El joven licenciado y futuro directivo debe tener múltiples conocimientos y habilidades, dominar instrumentos y saber actualizarse, pero, ¿preparan las universidades a sus alumnos teniendo en cuenta lo que demandan las empresas? Es importante que los estudiantes aprendan a trabajar en equipo y a enfrentarse al fracaso.

 

“El núcleo de nuestro trabajo está en ver cómo llegan los alumnos del instituto y cómo los llevamos al mundo laboral con éxito. El proceso no es fácil, porque los jóvenes han cambiado mucho en los últimos años en hábitos, expectativas... y las necesidades de las empresas también.

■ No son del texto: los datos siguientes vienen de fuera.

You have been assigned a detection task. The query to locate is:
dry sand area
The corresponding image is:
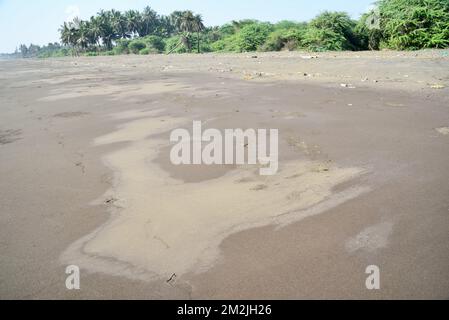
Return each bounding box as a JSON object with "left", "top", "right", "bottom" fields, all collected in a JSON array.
[{"left": 0, "top": 51, "right": 449, "bottom": 299}]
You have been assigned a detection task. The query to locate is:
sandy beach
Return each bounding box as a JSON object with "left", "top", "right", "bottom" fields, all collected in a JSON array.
[{"left": 0, "top": 50, "right": 449, "bottom": 299}]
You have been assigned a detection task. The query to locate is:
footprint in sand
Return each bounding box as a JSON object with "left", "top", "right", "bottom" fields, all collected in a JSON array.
[{"left": 435, "top": 127, "right": 449, "bottom": 136}]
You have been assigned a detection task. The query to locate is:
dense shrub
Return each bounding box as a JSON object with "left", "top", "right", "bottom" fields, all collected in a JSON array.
[
  {"left": 139, "top": 48, "right": 151, "bottom": 55},
  {"left": 113, "top": 39, "right": 131, "bottom": 54},
  {"left": 379, "top": 0, "right": 449, "bottom": 50},
  {"left": 142, "top": 36, "right": 165, "bottom": 53},
  {"left": 236, "top": 23, "right": 273, "bottom": 52},
  {"left": 128, "top": 39, "right": 147, "bottom": 54},
  {"left": 301, "top": 27, "right": 347, "bottom": 51}
]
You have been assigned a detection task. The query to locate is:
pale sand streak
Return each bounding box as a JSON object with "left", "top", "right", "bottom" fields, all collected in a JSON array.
[{"left": 61, "top": 111, "right": 368, "bottom": 280}]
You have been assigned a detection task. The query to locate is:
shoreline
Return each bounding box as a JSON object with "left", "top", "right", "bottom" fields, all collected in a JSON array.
[{"left": 0, "top": 51, "right": 449, "bottom": 299}]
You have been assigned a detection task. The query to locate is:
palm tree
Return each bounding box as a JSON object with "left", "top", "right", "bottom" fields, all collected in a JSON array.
[
  {"left": 76, "top": 21, "right": 90, "bottom": 50},
  {"left": 139, "top": 6, "right": 159, "bottom": 37},
  {"left": 110, "top": 9, "right": 130, "bottom": 39},
  {"left": 177, "top": 10, "right": 196, "bottom": 51},
  {"left": 125, "top": 10, "right": 142, "bottom": 36},
  {"left": 89, "top": 17, "right": 101, "bottom": 46}
]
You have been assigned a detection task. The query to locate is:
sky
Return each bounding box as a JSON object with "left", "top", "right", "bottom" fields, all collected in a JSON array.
[{"left": 0, "top": 0, "right": 375, "bottom": 53}]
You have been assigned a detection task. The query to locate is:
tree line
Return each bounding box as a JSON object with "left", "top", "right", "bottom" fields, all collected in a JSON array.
[{"left": 16, "top": 0, "right": 449, "bottom": 56}]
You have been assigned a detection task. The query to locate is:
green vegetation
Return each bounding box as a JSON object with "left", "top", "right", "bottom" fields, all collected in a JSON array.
[{"left": 14, "top": 0, "right": 449, "bottom": 57}]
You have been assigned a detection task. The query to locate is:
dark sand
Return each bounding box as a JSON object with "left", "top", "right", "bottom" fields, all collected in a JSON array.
[{"left": 0, "top": 51, "right": 449, "bottom": 299}]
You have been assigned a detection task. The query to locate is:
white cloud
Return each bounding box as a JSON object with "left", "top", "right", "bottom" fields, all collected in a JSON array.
[{"left": 65, "top": 5, "right": 80, "bottom": 21}]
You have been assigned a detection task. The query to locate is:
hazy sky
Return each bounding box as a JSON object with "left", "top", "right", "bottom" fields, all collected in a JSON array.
[{"left": 0, "top": 0, "right": 375, "bottom": 52}]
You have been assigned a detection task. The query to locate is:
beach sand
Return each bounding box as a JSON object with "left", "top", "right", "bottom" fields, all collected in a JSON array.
[{"left": 0, "top": 51, "right": 449, "bottom": 299}]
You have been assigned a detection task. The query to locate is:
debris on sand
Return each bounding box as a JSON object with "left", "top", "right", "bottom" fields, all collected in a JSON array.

Por ello, el modelo tradicional de las universidades, masificadas y con exámenes tipo test, no parece ser el que más necesitan los estudiantes en el momento actual”. Así lo manifiesta Christopher Kennett, director del grado en dirección de empresas tecnológicas de La Salle¬ URL, quien asegura que los alumnos quieren que se tenga en cuenta su personalidad y no ser un simple número. “Lo importante es que cuando salgan de aquí tengan conocimientos, habilidades, dominio de las herramientas tecnológicas... y sean capaces de actualizarse permanentemente. En definitiva, se les enseña a aprender”, añade.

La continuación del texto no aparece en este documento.